On 27 November 2024, a truck collided with a vehicle in the motorcade of Sarjis Alam and Hasnat Abdullah while they were returning to Dhaka from Chattogram. Alam and Abdullah were not in the vehicle that was struck. Police described the incident as a road accident, while Alam and Abdullah expressed suspicion that it may have been an attempted assassination.

On 5 March 2025, a confrontation took place in Dhaka's Bashundhara Residential Area between students of North South University and people accompanying Alam. The circumstances and the roles of those involved were disputed.

On 16 July 2025, an NCP motorcade carrying Alam and other senior party leaders was attacked after the party's programme in Gopalganj. The leaders later left the area with assistance from security forces.

On 20 October 2025, a crude bomb exploded outside a district council auditorium in Bogra while Alam was attending an NCP meeting there.

On 10 February 2026, Alam's motorcade was reportedly attacked during an election campaign in Panchagarh.

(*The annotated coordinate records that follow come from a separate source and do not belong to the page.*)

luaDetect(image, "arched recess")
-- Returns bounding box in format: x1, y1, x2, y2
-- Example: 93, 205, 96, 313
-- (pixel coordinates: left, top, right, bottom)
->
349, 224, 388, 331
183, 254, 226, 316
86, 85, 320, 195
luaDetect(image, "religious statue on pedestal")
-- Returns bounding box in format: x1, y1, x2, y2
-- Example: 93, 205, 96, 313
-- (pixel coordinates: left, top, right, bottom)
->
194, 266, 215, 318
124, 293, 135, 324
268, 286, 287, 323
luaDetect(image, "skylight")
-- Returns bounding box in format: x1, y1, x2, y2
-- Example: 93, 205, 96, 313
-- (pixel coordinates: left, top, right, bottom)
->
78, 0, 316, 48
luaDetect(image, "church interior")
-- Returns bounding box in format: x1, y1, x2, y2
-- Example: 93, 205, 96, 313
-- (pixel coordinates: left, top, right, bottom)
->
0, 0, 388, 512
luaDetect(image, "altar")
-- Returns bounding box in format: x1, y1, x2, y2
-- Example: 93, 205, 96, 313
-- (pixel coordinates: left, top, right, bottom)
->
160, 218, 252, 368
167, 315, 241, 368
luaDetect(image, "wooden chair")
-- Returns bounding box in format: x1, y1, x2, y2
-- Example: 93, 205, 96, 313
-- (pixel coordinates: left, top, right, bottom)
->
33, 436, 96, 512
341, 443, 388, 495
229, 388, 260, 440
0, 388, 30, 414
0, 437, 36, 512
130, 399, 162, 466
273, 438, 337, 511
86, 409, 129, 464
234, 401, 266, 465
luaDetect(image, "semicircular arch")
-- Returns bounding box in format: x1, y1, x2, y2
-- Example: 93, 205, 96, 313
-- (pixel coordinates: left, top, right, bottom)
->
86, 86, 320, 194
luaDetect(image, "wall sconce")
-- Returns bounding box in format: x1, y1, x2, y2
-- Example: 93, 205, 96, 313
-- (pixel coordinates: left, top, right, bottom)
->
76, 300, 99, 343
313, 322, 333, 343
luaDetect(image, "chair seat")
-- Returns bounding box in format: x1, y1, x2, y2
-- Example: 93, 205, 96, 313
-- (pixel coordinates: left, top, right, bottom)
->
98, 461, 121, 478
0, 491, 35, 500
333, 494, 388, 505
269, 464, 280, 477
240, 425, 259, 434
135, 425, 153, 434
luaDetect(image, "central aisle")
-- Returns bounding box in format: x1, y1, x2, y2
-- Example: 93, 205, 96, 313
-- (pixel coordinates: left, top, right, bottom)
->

On 6 July 2026, a bomb-like explosion occurred at an NCP rally in Savar while Alam and other party leaders were on the stage. At least three people were injured, and police subsequently arrested two suspects.

On 28 July 2026, Alam and NCP leader Nasiruddin Patwary's motorcade was attacked following an NCP programme in Habiganj. Stones and bricks were thrown at Alam's vehicle, prompting him to take shelter in a Sonali Bank office before being rescued by police.
National Citizen Party announced nationwide demonstrations in protest of the incident.